Starch
Starch is one of the most important carbohydrates used for nutrition. It is formed by the chemical action produced by the sun’s rays upon the cells of living plants, from the carbon-dioxid and water in the air and in the soil.
Corn starch, sago, tapioca, and arrowroot are practically pure starch. Cornstarch is from young maturing corn; tapioca is from the meal of a tropical plant, cassava; sago is from the pith of the sago palm; arrowroot is from a plant of the same name, a native of the West Indies. Rice is almost pure starch, while wheat and other cereals contain from sixty to seventy per cent.
Starch lacks flavor and for this reason all starchy foods are seasoned.
All starches must undergo much chemical change by action of the saliva, the intestinal juice and by the liver, before they can be used by the body. They are first converted into dextrine and then into maltose (animal sugar). The digestion is begun by the saliva in the mouth and continued in the stomach by the saliva swallowed with the food. If the saliva fails to digest all of the starch, either in the mouth or the stomach, it passes unchanged into the intestines, where it is converted by the amylase of the intestinal juice, first into dextrine and then into maltose, or sugar. It is absorbed into the blood as sugar. After the digested starch (maltose) passes into the blood it is spoken of as sugar. Before it is converted into energy it is again changed in the liver into animal starch (glycogen) and stored for a time in the liver. When the system is ready for it, it is again broken down into sugar, because in the form of glycogen it cannot be absorbed into the blood.

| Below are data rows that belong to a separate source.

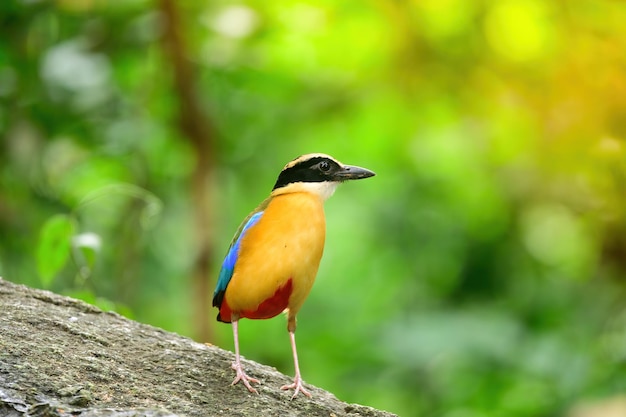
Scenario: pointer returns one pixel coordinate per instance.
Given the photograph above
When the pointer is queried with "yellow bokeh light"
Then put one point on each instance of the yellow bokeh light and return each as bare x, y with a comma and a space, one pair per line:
519, 30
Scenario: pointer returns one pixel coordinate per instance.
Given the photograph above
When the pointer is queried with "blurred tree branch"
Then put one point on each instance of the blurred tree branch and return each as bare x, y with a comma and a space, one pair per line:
195, 126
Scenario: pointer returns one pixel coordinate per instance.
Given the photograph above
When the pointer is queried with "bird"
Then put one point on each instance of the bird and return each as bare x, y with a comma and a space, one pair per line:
273, 258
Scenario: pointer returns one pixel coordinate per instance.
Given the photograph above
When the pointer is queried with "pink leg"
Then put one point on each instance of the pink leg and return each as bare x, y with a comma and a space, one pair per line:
298, 384
241, 375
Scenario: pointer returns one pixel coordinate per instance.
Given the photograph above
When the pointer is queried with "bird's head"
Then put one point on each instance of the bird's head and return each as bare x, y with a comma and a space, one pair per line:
316, 173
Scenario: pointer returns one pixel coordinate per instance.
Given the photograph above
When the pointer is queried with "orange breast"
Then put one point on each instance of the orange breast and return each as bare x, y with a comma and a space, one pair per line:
278, 259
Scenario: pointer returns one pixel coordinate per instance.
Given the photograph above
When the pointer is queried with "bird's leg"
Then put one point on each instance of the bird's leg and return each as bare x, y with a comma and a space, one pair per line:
241, 375
298, 384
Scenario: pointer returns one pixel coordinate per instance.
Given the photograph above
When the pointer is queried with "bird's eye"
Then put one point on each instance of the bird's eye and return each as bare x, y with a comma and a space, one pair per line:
324, 166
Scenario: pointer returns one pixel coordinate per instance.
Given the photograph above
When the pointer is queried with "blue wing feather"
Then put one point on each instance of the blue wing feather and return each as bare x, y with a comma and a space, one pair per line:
228, 265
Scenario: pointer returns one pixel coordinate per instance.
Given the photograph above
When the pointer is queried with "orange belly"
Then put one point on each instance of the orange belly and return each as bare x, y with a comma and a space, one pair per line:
269, 308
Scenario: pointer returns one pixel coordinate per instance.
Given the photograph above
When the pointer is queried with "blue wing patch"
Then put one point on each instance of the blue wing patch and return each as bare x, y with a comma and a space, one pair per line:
228, 266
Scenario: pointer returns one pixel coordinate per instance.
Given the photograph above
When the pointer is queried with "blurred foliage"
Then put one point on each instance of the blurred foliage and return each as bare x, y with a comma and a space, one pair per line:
481, 273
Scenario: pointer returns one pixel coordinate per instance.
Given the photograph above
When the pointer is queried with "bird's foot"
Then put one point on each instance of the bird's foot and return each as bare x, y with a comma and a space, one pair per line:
297, 386
243, 377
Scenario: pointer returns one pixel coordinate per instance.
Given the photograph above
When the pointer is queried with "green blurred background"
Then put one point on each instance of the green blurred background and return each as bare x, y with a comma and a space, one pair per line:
482, 272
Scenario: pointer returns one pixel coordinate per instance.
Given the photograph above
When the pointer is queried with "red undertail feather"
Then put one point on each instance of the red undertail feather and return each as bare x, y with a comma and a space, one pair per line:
269, 308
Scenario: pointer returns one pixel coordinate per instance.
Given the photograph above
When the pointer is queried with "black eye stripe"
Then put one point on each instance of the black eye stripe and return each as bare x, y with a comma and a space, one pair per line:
324, 166
316, 169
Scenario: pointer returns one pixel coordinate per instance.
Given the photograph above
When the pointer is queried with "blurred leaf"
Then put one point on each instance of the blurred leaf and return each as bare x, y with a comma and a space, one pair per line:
53, 248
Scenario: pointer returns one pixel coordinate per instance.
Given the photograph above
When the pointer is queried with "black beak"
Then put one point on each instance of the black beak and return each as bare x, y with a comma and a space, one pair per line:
351, 172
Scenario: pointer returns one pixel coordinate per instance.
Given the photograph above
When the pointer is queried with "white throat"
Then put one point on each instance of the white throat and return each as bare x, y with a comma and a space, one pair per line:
321, 189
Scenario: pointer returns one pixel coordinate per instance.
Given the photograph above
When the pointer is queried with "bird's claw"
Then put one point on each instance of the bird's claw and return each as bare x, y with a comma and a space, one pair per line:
243, 377
297, 386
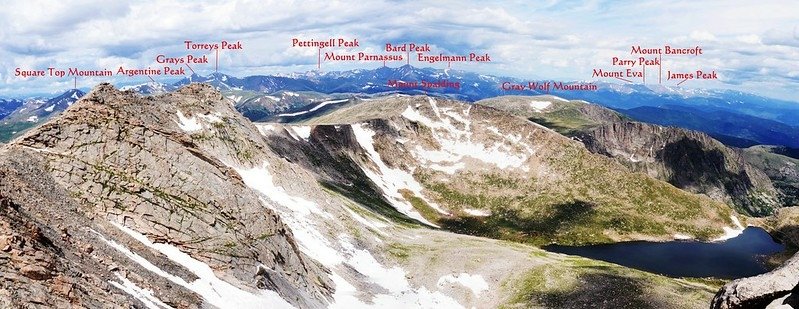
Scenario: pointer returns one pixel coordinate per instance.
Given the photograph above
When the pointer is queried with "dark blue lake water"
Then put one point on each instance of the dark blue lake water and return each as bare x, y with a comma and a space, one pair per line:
737, 257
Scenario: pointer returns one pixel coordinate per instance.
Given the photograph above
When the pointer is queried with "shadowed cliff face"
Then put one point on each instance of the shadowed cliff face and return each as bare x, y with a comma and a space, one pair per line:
689, 160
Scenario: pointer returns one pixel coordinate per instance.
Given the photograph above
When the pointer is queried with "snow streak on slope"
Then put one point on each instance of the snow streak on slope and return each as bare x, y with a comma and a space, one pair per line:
215, 291
340, 254
315, 108
391, 180
457, 144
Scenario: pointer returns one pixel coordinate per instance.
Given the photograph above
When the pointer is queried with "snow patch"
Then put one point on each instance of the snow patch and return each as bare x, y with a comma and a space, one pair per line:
476, 283
390, 180
399, 294
477, 212
457, 144
539, 105
295, 212
215, 291
302, 131
731, 232
264, 128
325, 103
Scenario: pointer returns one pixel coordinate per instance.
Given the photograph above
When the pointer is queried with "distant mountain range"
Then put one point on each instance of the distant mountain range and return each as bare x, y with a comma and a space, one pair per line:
736, 118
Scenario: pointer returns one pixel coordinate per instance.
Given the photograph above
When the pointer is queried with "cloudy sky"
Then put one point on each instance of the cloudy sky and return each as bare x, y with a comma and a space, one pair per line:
753, 46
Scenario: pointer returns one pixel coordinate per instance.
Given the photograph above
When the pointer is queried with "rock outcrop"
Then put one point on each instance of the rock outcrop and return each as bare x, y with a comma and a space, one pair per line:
687, 159
770, 290
119, 165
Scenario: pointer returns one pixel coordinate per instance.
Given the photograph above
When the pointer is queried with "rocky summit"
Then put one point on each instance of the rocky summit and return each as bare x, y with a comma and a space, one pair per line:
176, 200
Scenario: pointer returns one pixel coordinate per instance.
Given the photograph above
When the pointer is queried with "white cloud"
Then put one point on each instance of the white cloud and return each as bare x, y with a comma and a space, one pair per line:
550, 39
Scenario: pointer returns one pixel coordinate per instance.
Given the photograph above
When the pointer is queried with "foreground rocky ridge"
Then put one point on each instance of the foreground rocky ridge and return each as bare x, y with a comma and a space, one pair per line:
176, 200
125, 163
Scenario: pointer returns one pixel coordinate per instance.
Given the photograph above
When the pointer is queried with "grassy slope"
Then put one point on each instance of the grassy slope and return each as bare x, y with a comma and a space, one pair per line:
582, 283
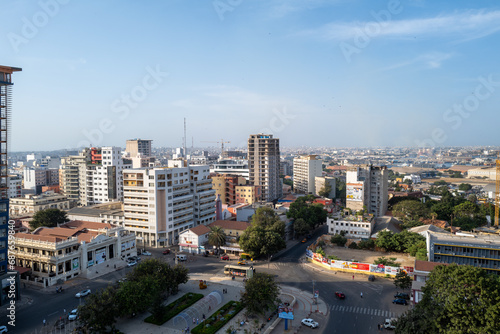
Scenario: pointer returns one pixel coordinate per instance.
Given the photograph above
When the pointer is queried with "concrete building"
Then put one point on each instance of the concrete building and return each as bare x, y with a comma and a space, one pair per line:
31, 204
141, 147
225, 186
6, 277
248, 194
320, 182
237, 167
51, 255
473, 249
159, 203
305, 170
264, 165
15, 186
355, 227
367, 186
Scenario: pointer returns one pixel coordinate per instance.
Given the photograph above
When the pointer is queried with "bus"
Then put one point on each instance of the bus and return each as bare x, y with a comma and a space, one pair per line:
241, 271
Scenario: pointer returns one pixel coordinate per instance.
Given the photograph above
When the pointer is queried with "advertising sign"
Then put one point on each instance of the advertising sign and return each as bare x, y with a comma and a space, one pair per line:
354, 192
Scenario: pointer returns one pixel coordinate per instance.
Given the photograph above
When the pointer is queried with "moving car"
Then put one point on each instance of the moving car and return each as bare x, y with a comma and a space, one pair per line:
309, 323
83, 293
400, 301
390, 323
402, 295
73, 315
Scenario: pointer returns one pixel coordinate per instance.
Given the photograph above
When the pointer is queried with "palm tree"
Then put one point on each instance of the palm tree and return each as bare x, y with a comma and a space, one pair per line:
217, 237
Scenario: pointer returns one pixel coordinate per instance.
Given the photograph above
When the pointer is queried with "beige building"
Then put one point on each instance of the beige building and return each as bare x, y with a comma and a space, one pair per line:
51, 255
366, 186
264, 165
31, 204
159, 203
320, 182
305, 170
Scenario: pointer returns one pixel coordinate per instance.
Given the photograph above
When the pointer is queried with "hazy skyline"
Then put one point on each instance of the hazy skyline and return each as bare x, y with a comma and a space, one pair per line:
313, 73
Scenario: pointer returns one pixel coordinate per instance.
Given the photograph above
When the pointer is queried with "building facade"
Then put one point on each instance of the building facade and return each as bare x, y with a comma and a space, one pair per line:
159, 203
367, 187
264, 165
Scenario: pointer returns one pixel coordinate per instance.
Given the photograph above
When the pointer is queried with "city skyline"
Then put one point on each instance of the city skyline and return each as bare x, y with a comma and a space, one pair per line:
315, 73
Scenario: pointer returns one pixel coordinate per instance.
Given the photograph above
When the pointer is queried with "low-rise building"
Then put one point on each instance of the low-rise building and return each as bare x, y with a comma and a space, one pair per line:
33, 203
51, 255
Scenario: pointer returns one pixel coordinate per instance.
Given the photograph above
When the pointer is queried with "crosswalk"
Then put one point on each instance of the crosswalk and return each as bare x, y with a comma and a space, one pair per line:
363, 310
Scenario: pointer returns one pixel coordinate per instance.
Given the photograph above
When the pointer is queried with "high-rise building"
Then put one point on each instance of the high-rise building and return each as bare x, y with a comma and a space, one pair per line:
264, 165
366, 186
159, 203
138, 146
305, 169
5, 109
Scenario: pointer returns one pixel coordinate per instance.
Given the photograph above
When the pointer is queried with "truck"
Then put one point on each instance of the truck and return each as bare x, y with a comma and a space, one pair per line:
390, 323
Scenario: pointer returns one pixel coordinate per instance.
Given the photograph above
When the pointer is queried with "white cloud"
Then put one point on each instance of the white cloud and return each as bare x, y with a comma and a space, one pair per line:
466, 25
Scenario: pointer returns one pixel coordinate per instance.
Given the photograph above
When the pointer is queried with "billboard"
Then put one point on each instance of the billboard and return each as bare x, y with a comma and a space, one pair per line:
354, 192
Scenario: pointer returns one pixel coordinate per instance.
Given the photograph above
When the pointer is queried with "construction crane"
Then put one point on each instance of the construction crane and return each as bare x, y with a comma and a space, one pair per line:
222, 142
497, 190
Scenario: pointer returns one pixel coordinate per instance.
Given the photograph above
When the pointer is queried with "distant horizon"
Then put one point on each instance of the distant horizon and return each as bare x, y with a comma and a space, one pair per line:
315, 73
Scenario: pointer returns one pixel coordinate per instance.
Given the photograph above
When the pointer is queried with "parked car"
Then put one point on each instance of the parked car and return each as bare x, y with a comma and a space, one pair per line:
73, 315
390, 323
83, 293
402, 295
400, 301
309, 323
339, 295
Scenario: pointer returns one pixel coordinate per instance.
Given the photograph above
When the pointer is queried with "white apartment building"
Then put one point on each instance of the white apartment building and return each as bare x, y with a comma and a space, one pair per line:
305, 170
264, 165
367, 186
159, 203
320, 182
103, 180
15, 186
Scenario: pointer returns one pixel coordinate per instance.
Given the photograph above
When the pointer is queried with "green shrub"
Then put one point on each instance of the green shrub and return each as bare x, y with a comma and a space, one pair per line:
174, 308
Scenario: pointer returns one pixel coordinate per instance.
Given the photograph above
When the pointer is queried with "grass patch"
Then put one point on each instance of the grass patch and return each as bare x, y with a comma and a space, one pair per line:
217, 320
174, 308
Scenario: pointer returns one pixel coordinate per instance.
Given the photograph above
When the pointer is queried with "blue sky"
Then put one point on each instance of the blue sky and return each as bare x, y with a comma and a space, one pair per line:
312, 72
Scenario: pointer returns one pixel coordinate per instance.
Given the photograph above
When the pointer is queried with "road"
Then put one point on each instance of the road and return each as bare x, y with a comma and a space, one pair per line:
352, 315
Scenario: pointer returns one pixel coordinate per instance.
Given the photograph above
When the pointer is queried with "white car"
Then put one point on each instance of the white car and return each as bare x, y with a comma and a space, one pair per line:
309, 323
83, 293
73, 315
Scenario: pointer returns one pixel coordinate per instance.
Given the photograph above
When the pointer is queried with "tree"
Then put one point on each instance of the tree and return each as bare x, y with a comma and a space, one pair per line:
457, 299
402, 280
100, 310
300, 226
265, 235
325, 190
217, 237
48, 218
261, 294
464, 187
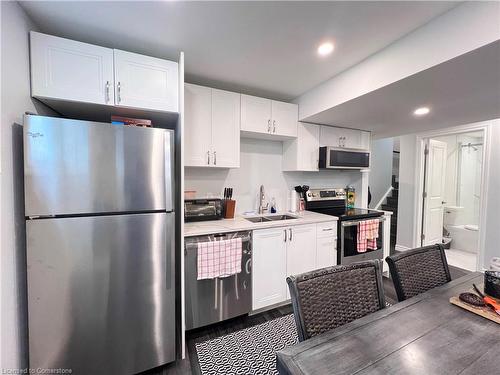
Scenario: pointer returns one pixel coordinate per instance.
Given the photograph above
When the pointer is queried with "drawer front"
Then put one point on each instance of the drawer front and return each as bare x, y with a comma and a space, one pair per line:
328, 229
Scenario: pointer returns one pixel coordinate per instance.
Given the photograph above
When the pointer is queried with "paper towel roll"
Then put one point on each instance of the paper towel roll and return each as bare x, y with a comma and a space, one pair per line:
293, 201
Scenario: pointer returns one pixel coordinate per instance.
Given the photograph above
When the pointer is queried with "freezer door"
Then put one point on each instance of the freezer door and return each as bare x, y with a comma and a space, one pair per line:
101, 293
80, 167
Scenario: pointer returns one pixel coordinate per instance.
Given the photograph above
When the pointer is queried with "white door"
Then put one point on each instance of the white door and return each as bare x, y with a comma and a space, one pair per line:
197, 125
435, 173
146, 82
285, 117
256, 114
225, 129
268, 267
70, 70
326, 252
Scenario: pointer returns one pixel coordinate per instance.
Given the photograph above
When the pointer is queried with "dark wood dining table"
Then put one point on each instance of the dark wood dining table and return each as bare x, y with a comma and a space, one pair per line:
425, 334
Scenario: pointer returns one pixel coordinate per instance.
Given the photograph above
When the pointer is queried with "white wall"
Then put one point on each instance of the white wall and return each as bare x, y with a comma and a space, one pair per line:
260, 164
406, 214
15, 101
407, 188
380, 168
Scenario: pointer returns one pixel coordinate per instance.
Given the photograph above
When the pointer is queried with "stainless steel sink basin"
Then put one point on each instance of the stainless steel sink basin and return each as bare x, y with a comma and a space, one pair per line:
259, 219
279, 217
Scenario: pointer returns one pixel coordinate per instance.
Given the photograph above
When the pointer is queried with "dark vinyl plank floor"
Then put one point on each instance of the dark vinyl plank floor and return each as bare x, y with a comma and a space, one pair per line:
190, 364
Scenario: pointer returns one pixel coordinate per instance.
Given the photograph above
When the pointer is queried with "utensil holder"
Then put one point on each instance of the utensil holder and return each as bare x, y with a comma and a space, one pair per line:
230, 206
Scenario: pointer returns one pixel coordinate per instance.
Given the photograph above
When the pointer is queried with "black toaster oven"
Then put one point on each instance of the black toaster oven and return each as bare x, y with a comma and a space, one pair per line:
202, 209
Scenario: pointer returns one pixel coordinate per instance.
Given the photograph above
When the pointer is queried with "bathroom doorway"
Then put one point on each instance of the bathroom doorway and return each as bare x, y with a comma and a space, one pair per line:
451, 199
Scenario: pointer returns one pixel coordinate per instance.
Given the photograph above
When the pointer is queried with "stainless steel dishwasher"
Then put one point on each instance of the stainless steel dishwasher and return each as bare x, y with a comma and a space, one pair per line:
213, 300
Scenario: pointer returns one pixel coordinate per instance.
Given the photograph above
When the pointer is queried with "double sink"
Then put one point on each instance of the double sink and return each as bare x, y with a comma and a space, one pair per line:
265, 219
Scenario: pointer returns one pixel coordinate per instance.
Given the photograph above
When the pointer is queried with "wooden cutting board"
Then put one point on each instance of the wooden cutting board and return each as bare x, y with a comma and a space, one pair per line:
485, 312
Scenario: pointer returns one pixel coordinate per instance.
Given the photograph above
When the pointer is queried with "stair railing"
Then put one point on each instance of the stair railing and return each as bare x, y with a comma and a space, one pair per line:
384, 197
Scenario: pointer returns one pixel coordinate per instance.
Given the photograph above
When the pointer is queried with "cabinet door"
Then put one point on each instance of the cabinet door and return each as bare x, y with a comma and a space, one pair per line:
365, 140
197, 125
285, 117
352, 138
268, 267
146, 82
255, 114
70, 70
308, 141
326, 252
301, 249
225, 129
330, 136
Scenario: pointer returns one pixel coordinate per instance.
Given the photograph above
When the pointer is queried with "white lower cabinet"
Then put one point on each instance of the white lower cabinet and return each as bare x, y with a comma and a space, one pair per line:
326, 252
326, 244
300, 254
281, 252
268, 267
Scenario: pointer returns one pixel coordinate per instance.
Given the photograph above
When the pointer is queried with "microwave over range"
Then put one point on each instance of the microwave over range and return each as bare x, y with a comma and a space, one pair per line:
343, 158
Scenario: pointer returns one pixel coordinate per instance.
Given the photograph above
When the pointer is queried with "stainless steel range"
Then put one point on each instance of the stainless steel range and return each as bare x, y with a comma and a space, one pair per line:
333, 202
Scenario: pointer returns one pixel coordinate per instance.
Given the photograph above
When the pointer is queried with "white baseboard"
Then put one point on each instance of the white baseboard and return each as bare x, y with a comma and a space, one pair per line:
401, 248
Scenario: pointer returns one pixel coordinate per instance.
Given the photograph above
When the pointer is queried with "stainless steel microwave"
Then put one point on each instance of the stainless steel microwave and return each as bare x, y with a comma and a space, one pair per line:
343, 158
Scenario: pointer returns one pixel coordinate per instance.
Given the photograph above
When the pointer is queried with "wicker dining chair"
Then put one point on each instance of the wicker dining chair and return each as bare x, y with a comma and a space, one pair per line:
418, 270
330, 297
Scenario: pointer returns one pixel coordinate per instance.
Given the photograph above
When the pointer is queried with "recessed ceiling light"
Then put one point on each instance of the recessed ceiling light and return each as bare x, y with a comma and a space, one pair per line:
325, 49
421, 111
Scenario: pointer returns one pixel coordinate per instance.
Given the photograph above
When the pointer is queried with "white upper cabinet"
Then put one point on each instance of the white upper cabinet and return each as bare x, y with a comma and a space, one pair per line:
225, 129
342, 137
146, 82
285, 118
255, 114
66, 70
301, 153
69, 70
197, 125
261, 116
211, 127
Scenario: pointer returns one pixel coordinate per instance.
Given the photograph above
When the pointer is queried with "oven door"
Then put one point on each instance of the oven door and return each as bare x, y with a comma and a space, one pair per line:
348, 245
344, 158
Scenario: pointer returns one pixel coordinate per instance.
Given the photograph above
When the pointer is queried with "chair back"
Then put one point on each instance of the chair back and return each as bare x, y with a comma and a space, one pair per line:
330, 297
418, 270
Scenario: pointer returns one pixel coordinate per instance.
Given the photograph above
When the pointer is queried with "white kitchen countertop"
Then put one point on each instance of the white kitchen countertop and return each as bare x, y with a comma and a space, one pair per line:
239, 223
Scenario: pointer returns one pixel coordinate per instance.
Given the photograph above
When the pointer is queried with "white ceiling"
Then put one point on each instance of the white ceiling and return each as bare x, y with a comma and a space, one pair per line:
459, 91
260, 48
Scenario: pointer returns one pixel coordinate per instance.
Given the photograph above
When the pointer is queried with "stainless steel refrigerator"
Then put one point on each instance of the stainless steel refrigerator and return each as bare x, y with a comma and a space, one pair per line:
100, 246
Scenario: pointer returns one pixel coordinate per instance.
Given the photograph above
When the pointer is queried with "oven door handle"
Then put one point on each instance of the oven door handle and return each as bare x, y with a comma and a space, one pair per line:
351, 223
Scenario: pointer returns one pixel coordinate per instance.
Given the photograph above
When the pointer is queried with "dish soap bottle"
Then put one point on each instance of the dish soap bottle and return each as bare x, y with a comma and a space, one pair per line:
351, 196
273, 205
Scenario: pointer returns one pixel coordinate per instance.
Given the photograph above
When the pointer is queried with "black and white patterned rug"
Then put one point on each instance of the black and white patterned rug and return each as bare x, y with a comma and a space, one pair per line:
248, 351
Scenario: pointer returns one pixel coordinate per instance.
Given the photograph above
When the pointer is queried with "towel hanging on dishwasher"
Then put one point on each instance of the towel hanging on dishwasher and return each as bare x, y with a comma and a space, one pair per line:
219, 258
367, 235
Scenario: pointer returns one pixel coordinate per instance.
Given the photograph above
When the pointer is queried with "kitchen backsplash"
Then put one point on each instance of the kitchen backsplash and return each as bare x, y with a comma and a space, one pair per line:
260, 164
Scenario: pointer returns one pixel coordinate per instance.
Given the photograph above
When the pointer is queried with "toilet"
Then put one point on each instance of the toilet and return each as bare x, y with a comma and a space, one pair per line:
464, 236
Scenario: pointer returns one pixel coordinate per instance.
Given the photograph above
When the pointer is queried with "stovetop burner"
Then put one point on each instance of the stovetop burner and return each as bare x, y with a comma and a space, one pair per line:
332, 202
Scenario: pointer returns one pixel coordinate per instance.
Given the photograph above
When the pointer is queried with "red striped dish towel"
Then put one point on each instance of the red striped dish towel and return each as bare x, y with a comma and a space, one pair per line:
367, 235
219, 258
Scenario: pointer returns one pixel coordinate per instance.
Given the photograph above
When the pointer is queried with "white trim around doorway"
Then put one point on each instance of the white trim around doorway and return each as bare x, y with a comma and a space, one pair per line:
419, 180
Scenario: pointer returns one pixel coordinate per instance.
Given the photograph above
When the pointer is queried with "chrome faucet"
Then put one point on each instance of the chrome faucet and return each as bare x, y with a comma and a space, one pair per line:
262, 197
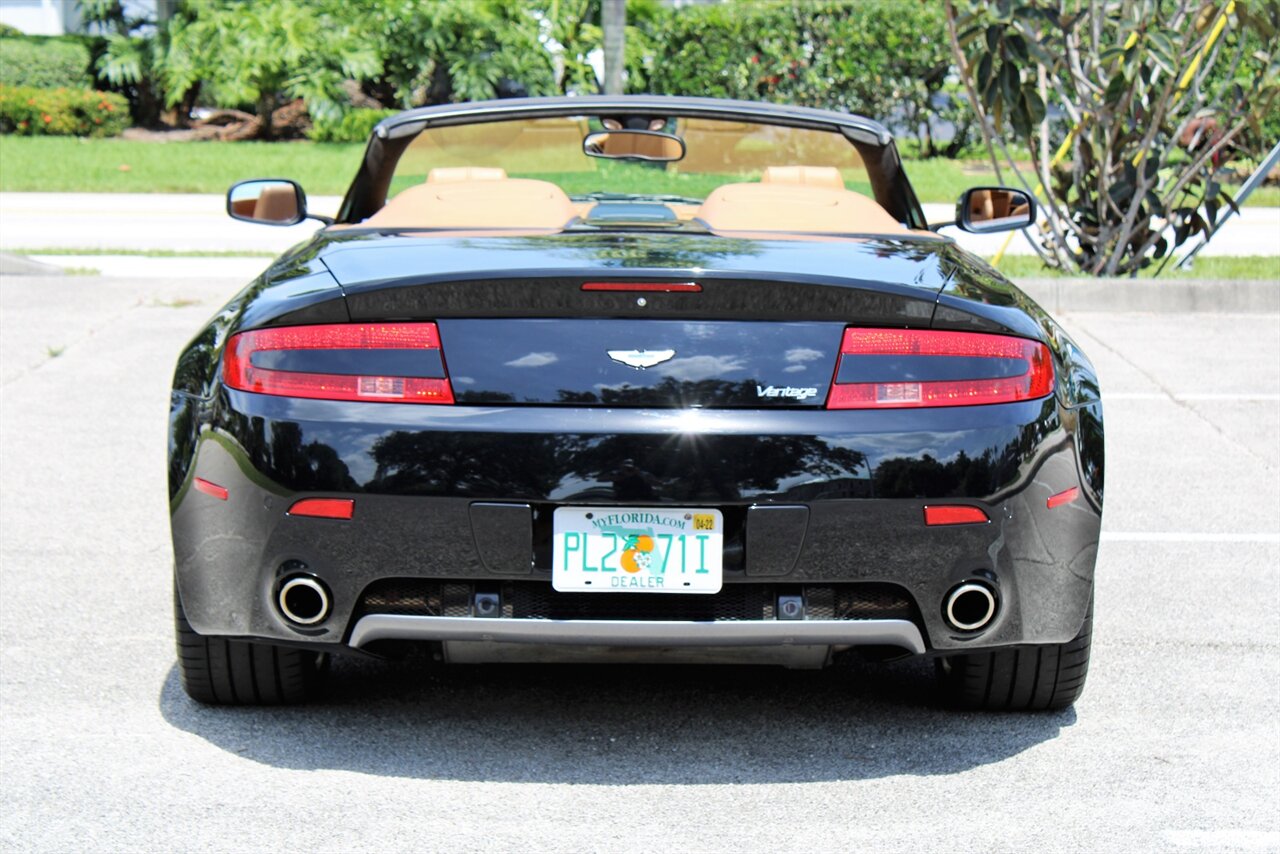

The chemical process used in the formation of glucose, from the starch in corn, is allied to the change in the liver, from starch into sugar.
The starches and sugars are really the “reserves” or “go-betweens” of the body, being stored until needed.
If starches are consumed in unduly large quantities, without sufficient exercise to burn them up, they overload the liver and clog the system.
Starchy foods should not be given to children before the starch converting ferments are formed, nor to one in disease where these ferments are interrupted.